Я воспользовался вынужденным затворничеством великого князя, чтобы заинтересовать его чтением. Я дал ему прочесть Токвиля: «L’ancien Regime et la Revolution». Эта книга произвела на него сильное впечатление. Между прочим, его поразила мысль, которую в одной из своих речей привел Кавур, именно, что отобрание имуществ у католического духовенства оторвало его от почвы и обратило его к ультрамонтанизму. Я не совсем был согласен с пригодностью такого лекарства для отвращения католического духовенства от излишней преданности папе, но уже одно то, что эта мысль поразила молодой ум, показывало в нем недюжинные политические способности, которые со временем могли принести благодатные плоды.

Этому не суждено было быть. Незамечаемая никем, уже приближалась роковая развязка. В конце марта великому князю стало хуже. Болей он не чувствовал, но он был в нервном состоянии, спал плохо, принужден был отдыхать днем. После прогулки он не мог уже всходить по лестнице; его вносили на креслах. Собранные на консилиум доктора решили, что это вероятно происходит от приморского климата. Послали Оома нанять виллу на берегах Комского озера, а, между тем, великого князя, который дотоле жил на набережной, перевезли в отдаленную от моря Villa Bermond, которую занимала императрица. Мне давно хотелось съездить на несколько дней в Париж – повидаться с братом Василием, которого я только мельком видел во Флоренции; но я все медлил, не желая оставить великого князя в таком положении. Мне сказали, что теперь самое удобное время для поездки в Париж, откуда я могу прямо проехать на Комс-кое озеро. Накануне отъезда я провел вечер у наследника на Villa Bermond. Он был оживлен, разговаривал охотно; на нем не заметно было болезненное состояние. Я решился ехать и сообщил ему свое намерение. Но на следующее утро, когда я пришел с ним проститься, он мне не понравился. Я застал его сидящим в саду, сгорбленным, осунувшимся, с зеленоватым цветом лица. Он как будто устал и простился со мною с несвойственным ему равнодушным видом.
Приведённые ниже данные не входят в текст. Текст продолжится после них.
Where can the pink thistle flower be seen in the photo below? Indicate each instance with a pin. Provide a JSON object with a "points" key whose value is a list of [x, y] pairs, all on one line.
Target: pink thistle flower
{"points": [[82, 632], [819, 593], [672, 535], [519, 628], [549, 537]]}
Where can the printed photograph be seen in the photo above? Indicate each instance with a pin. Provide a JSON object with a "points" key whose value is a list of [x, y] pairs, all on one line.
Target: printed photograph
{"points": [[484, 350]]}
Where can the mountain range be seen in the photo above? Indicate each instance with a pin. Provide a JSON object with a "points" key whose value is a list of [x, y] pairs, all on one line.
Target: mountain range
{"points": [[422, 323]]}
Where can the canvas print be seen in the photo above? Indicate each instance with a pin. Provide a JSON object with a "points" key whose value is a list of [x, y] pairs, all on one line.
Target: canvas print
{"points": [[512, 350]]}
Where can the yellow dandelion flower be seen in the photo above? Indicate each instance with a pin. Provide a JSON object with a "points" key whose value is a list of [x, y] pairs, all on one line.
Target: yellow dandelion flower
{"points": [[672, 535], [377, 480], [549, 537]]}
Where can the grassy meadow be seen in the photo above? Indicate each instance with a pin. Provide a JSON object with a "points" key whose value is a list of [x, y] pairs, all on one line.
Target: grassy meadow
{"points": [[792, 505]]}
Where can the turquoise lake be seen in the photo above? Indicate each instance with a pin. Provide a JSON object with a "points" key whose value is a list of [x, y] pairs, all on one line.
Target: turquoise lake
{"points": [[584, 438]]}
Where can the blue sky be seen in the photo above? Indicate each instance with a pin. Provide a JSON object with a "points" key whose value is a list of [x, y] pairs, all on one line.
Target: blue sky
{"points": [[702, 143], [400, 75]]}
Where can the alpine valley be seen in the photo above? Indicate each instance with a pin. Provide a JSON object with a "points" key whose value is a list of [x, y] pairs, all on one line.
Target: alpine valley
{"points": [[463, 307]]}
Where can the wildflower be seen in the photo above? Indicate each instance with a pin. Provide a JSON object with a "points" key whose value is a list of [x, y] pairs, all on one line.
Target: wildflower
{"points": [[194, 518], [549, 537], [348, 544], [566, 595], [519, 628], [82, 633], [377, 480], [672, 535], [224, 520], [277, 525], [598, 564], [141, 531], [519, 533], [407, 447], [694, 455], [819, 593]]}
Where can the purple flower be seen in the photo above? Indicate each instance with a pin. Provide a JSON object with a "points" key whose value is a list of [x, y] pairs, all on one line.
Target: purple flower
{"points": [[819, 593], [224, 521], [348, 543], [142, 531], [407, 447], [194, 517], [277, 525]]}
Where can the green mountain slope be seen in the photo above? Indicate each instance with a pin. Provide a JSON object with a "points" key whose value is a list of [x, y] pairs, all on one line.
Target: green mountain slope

Отказаться от поездки не было возможности; это значило только возбудить тревогу. Но я просил Рихтера телеграфировать мне каждый день о состоянии здоровья великого князя.

Я уехал на страстную среду и первые дни по приезде в Париж получал самые успокоительные телеграммы: великий князь чувствовал себя лучше, спал хорошо. Вдруг, в понедельник на святой неделе, я получаю известие, что у него сделался мозговой припадок и что он почти безнадежен. Я немедленно полетел в Ниццу и застал его уже в беспамятстве. У него оказался туберкулезный менингит, от которого не было спасения.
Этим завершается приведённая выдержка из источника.